In a two- page obituary (four colour pictures and one black and white) highlighting the life and times of Robert Mugabe published in The Times on Saturday 7th September 2019, the late Zimbabwean President from 1980 to 2017 is quoted making a little known statement to some of his followers following the overthrow of Margaret Thatcher by her Cabinet colleagues in November, 1990. The well-written and balanced obituary said that Mugabe rebuked his followers for cheering when they heard the news about her downfall and said to them: “Who organized our independence? Let me tell you – if it hadn’t been for Mrs Thatcher none of you would be sitting here today.
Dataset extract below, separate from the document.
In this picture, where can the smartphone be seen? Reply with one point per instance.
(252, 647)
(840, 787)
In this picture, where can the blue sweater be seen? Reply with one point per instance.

I’m sorry she’s gone.”
It might come as a surprise to many Zimbabweans to learn that neither the Zimbabwean despot nor his sycophantic followers would have been in Parliament but for Margaret Thatcher.
Commonwealth pundits in London might disagree but there does seem strong case for asserting that the person most responsible for Mugabe being in power in Zimbabwe from 1980 to 2017 was not Margaret Thatcher but, rather, the quasi-Marxist President of Mozambique, the late Samora Machel.
After Mugabe’s release at the end of 1974 after a decade in Rhodesian prisons, Mugabe and his side-kick Edgar Tekere made an easy “escape” from Rhodesia to Mozambique where the majority of the largely Shona-affiliated guerrillas were based.
The conventional wisdom is that Mugabe was immediately welcomed by Machel who used his own formidable military skills to turn a book-man with nine degrees into a man of war.
Before I left Zimbabwe (I lived and worked there as a journalist from 1980 to 1996) I spent several months interviewing the nationalist leader James Chikerema. He shed light on another side to the relationship between the two men.